A muchas de las personas que se acercan a nosotros preguntando por las características de un ascensor doméstico en Asturias, una de las cosas que más les sorprende es el coste tan reducido que supone su instalación. Probablemente porque tomen como referencia el coste de la instalación de un ascensor en un edificio de viviendas. En estos casos, tenemos que empezar por explicarles que, aunque tengan el mismo nombre, hablamos de dos productos muy diferentes, que realizan la misma función: trasladar personas o mercancías entre puntos situados a diferentes alturas.

Un ascensor doméstico en Asturias, para empezar, tiene un mantenimiento mucho menos exigente que los ascensores tradicionales. Mientras que éstos han de ser revisados una vez al mes, los elevadores o ascensores domésticos basta con que su revisión se lleve a cabo cada tres meses.
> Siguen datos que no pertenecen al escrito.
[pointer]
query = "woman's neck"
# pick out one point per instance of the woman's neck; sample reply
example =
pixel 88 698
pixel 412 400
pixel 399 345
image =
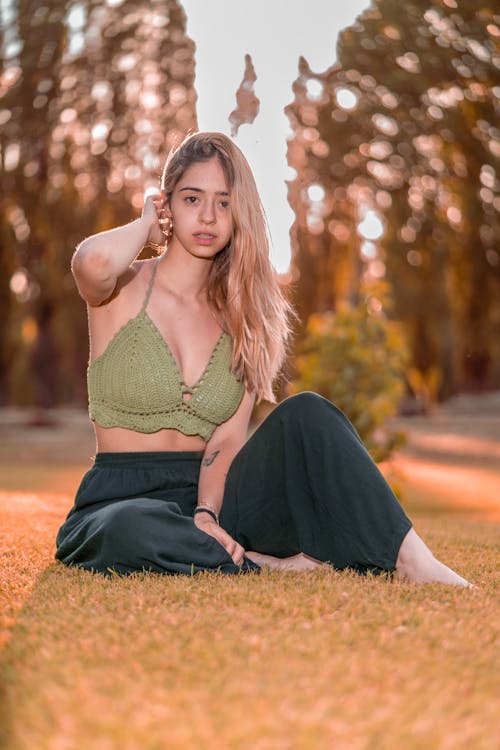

La instalación de un ascensor tradicional requiere una obra compleja que incluye la construcción de un foso en el que habitualmente se monta la maquinaria, un sistema de poleas y contrapesos… Mientras que los elevadores se instalan en apenas una jornada de trabajo, sin apenas obras.

La maquinaria de los ascensores tradicionales requiere de una acometida de fuerza que dispara el coste de energía para su funcionamiento, mientras que los elevadores domésticos precisan únicamente de una toma de corriente a 220 v. Además, para las maniobras de descenso, el ascensor doméstico apenas consume energía ya que aprovecha la fuerza de la gravedad en lugar de poner el motor en marcha como hacen los ascensores tradicionales.

En resumen, el bajo coste de instalación y mantenimiento es un factor determinante para que los clientes de Grúas Sertiber se decidan por la instalación de estos elementos en sus viviendas.